One of the most loved Caribbean island is hemorrhaging from the effects of violent crime and many, especially women have expressed fear, not only for their lives but the lives of their children. Many artistes over the years have expressed through music their own views and concerns about this problem as it continue to linger, one such is Sophia Squire. 

During her formative years, the Spanish Town based, mother of two, gained notoriety as a solo act after the release of the hard hitting track, Ra-Ta-Ta-Tat that echoes the cry of the people affected by the crime monster, "everyday its the same will it change." A long standing, existing problem of gun fighting in Jamaica confronted by a concerned citizen, mother and artiste who opted to offer words of wisdom to perpetrators saying, "wise up and realize that di system nah go work wid you bad vibes." But her plea seem to have fallen on deaf ears as less than a decade later that very problem not only still exist but have escalated.

Sophia Squire is just one of many advocates to speak on these issues offering her own interpretation of what could be the root cause of an escalating problem along with some words of advise here and there. But for some unknown reason many of these songs seems to have failed at seem catching the attention of the authorities looking to quell the problems they face. As the years go by, the artistes continue to sing and illustrate their concerns visually, relentless in their efforts to get messages out, "we can't take it nuh more" Sophia Squire sings on another track called, "Love Like Rain" in which she seek to spread a message of love and unity as a solution to the problem. Her voice, her song and her messages are reflective of a common cry among affected families. Was any attempts made to curb the problem? Yes, of course, several as a matter of fact, but never a systematic process proven to reduce crime in the long term.

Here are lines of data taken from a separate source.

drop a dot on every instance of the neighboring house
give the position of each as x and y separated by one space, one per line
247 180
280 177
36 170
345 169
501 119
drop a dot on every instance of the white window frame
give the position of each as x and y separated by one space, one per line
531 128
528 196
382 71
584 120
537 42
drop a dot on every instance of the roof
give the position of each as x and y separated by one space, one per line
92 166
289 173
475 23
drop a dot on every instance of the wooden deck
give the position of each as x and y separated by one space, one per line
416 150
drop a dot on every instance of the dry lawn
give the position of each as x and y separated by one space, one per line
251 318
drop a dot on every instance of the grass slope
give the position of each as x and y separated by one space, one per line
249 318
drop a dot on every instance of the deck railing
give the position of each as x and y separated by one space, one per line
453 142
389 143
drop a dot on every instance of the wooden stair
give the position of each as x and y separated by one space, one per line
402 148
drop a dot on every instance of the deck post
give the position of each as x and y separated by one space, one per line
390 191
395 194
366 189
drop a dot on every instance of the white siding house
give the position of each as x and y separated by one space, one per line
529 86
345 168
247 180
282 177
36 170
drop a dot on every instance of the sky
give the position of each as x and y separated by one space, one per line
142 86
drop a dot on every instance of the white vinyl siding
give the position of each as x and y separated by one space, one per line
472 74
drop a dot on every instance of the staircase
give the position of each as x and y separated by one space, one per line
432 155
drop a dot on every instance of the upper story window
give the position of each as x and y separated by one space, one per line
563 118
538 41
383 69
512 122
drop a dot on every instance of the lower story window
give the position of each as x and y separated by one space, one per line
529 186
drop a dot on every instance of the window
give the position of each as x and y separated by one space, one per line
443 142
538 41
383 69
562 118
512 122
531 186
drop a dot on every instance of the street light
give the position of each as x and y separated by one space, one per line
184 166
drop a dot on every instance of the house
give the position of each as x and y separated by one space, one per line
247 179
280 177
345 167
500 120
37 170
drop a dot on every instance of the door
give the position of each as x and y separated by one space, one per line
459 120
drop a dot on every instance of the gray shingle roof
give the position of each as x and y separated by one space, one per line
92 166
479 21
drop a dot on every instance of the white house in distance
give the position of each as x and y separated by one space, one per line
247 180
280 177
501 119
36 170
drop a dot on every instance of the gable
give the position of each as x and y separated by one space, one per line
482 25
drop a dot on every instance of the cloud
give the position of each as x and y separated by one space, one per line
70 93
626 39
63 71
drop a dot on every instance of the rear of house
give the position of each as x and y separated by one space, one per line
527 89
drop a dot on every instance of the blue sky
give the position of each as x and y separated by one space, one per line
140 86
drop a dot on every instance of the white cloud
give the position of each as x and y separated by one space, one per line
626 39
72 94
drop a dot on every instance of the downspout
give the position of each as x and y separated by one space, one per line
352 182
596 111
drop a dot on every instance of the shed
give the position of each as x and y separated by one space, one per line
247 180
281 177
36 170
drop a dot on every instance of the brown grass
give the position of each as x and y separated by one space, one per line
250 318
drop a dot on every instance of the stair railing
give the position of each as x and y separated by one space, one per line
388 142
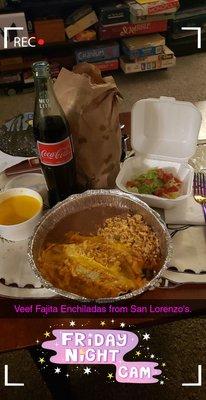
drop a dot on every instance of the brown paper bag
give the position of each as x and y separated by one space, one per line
91 106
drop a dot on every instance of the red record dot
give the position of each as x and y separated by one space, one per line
41 42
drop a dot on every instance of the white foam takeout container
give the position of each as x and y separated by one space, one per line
164 134
25 229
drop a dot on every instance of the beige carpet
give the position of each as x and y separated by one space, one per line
185 81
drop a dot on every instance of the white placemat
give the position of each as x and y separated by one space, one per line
190 250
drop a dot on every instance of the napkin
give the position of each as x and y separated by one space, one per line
189 250
188 212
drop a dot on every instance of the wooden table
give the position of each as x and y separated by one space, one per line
22 332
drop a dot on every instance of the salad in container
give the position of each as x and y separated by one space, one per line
164 134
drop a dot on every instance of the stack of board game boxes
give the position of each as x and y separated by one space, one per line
135 17
145 53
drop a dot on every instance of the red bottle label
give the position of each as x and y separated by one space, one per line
54 154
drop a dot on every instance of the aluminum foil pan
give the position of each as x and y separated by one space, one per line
85 213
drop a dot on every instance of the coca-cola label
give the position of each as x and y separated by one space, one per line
54 154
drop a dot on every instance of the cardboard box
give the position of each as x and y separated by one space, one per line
115 13
100 52
149 18
143 45
126 30
129 66
82 24
85 36
51 30
108 65
166 54
78 14
11 21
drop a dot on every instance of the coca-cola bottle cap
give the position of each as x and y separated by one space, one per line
41 69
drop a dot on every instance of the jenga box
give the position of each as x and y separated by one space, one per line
11 22
147 64
51 30
138 46
126 30
100 52
157 7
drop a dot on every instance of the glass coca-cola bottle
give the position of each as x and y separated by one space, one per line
52 134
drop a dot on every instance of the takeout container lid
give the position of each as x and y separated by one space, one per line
165 128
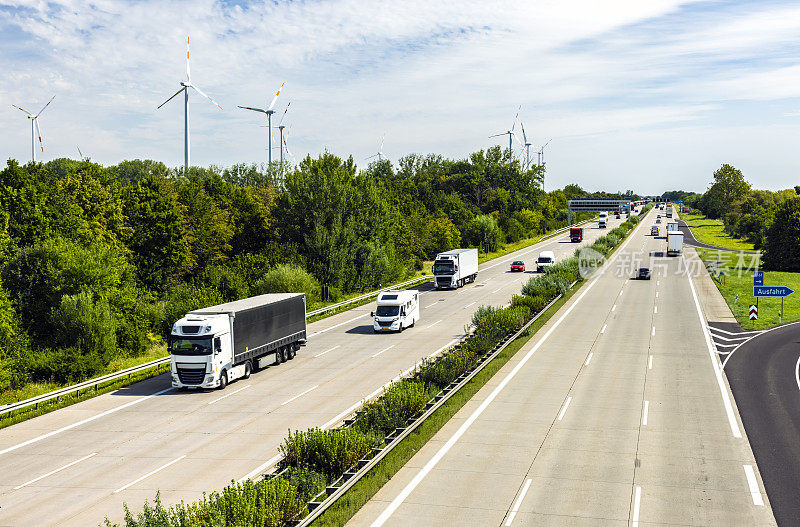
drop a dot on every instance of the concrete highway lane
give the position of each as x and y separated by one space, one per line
764 374
613 414
79 464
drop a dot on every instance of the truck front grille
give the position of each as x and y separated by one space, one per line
191 376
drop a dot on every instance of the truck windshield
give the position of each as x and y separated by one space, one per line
184 346
443 268
387 311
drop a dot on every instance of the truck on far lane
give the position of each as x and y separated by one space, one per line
212 346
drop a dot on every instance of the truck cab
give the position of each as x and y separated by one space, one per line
396 311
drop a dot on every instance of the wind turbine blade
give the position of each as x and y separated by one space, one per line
165 102
254 109
39 133
276 97
23 109
284 113
45 106
206 96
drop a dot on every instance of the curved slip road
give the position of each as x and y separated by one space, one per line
615 413
76 465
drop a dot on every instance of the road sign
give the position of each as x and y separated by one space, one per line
770 290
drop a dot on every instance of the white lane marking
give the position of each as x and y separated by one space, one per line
415 481
381 351
518 503
79 423
287 401
752 482
228 395
34 480
564 408
337 325
637 502
159 469
715 364
327 351
261 468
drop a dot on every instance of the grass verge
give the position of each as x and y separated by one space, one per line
344 508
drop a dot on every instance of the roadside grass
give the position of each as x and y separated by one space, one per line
344 508
712 232
736 286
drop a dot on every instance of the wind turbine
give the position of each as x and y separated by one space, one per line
379 155
185 85
269 111
35 124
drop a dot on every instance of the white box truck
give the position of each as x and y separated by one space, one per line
674 243
396 311
211 347
455 268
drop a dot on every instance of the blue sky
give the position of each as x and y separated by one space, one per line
649 95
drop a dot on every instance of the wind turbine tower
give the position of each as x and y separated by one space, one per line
185 85
35 125
269 111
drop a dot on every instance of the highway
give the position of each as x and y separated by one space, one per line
615 413
76 465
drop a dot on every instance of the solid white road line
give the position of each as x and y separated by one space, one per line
327 351
518 503
753 484
34 480
415 481
287 401
228 395
381 351
159 469
564 408
637 502
726 401
79 423
337 325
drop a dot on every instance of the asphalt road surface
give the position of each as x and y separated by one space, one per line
76 465
615 413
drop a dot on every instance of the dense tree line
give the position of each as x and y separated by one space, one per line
768 219
97 262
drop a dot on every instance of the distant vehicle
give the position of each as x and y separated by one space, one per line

Imagine having to watch your children leave home each morning for school while you spend the rest of the day worrying if they will return. Imagine being told that your daughter has gone missing or your son was stabbed to death while travelling home from school for his cell phone.  Imagine living in a society where every single home is grilled from top to bottom and as if not enough wired with security cameras and guarded by fierce dogs, even when one cannot afford such luxury. 

"Yow mi nuh know whey fi do nuh more" resonates with many frustrated women who are unable to provide for the family and having to worry about their children's safety. It is this type of frustration that leads to desperate measures.  This is the problem a nation face, how can the issues resolve? What can the people do to end the violence? Are we listening to each other?  Do we love and care about each other? Why are we hurting our women and children? What about our moral values, are they indicative of what we expect of our leaders?  As we recognize black history month we are privilege to have had among us great people of whom have bestowed on us guidelines from which we can use to navigate ourselves toward a better future and artistes like Sophia Squire who continue to lend their voices to current issues. The way forward is coming together and work toward reducing crime in Jamaica Land We Love! 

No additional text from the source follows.